# Introduction  

The fashion industry is one of the most significant factors in the contribution of a country’s and the world’s GDP. According to Fashion United, the industry accounts for approximately 2% of the world’s GDP, with a labor force of 3384.1 million and value of 3 trillion dollars. With new materials and technology being rapidly introduced, it is important to understand how the industry operates. A particular area that even non-experts can easily understand and become more knowledgeable is sentiment regarding various fashionwear. In today’s time, there are countless ratings and reviews available for online shoppers to refer to before making a purchase. These are invaluable resources for both consumers and manufacturers to take advantage of in order to keep up with current trends. 

### Unsupervised Approach
Taking the perspective of the manufacturers, I aim to study the relationship between product types and the consumers’ overall sentiment by analyzing amazon fashion product reviews. Specifically, it will extract reviews of products filtered by their rating and classify by sentiment from the review texts. The topic modelling process will be an unsupervised one, modeled by a package called BERT.

Examining either the top (best) or last (worst) fashion products in terms of product rating and review will provide the most insightful information.
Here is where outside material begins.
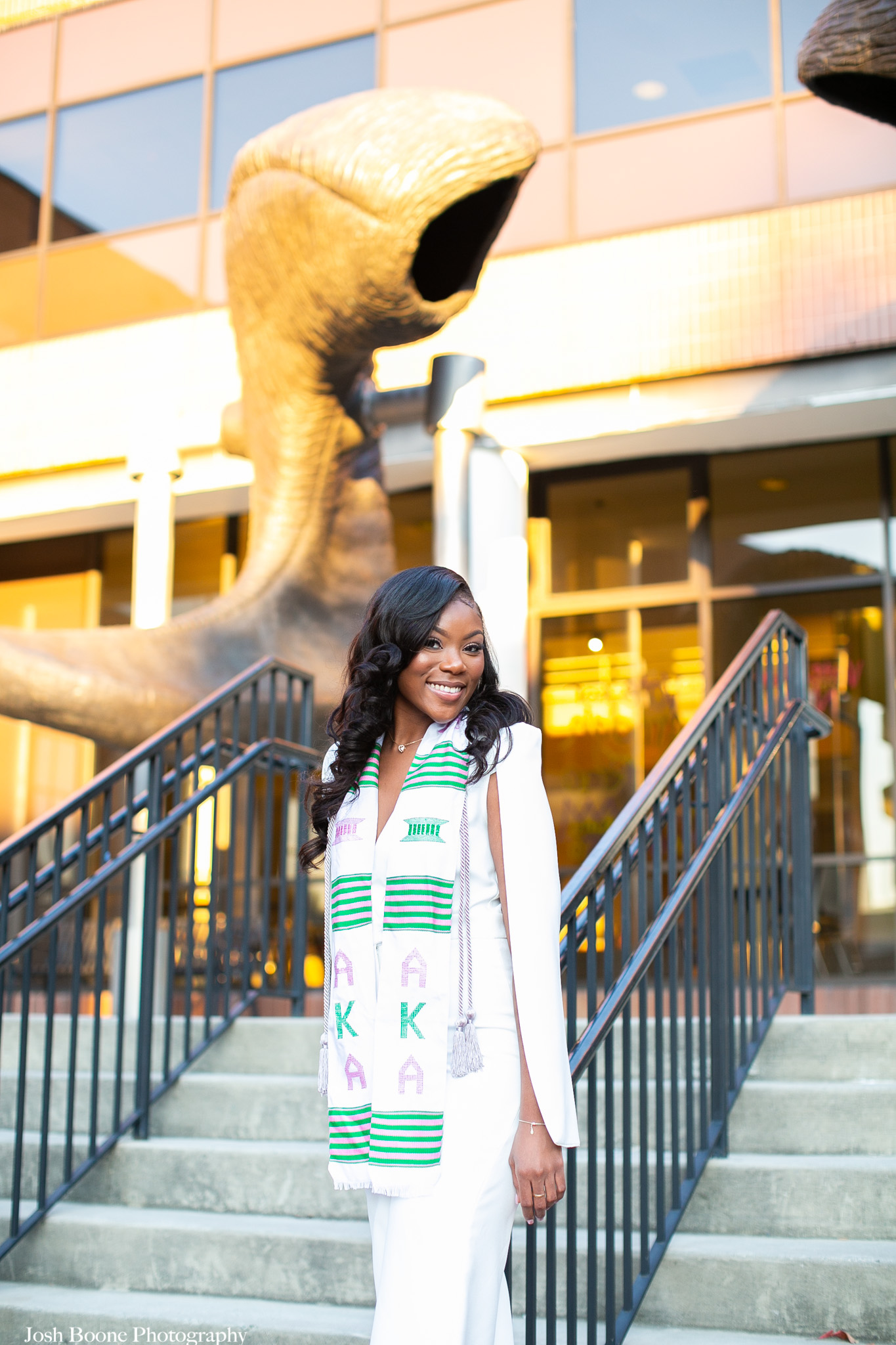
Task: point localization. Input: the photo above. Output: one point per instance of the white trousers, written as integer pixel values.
(438, 1259)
For this study, the top performing products’ reviews will be extracted. In its raw state, the datasets are a collection of random products and reviews. The task is to classify the data so that it can be inspected visually. More specifically, the results will be able to visually show the top fashion products’ most associated words, which we can use to derive certain features and characteristics about the products.

### Datasets
Two datasets derived from Prof. Julian McAuley of UC-San Diego’s Amazon Product Data, containing the meta-data about the products and their product reviews, respectively.  
Luckily the datasets are organized and in a analysis-ready structure, as I will show below. 



###Methods
There are two datasets that this study will leverage. The first contains general information about the products (meta-data), and the second contains the product reviews. Only the top products will be extracted from the meta-data, followed by extraction of reviews from the second dataset by matching product codes. The review texts will be stored separately so that they can be used for the classification algorithm. Regarding initial data cleaning and exploratory analysis processes, the datasets have already been cleaned and are in an organized structure, not requiring any additional work in that sense. Subsequent runs with parameter tuning and additional segmenting on the review texts may be required depending on the first run’s results. 
The methodology mainly involves the use of two packages, namely BERT and Tensorflow. BERT stands for bi-directional Encoder Representation of Transformers. It was developed by Google as a machine learning technique based on the mechanisms of transformers. The initial run will first be pre-trained using this algorithm, creating models consisting of frequent context-based words that represent a topic, serving as labels for the clusters.
Tensorflow is another machine learning technique that is both popular and widely used for developing deep learning applications. 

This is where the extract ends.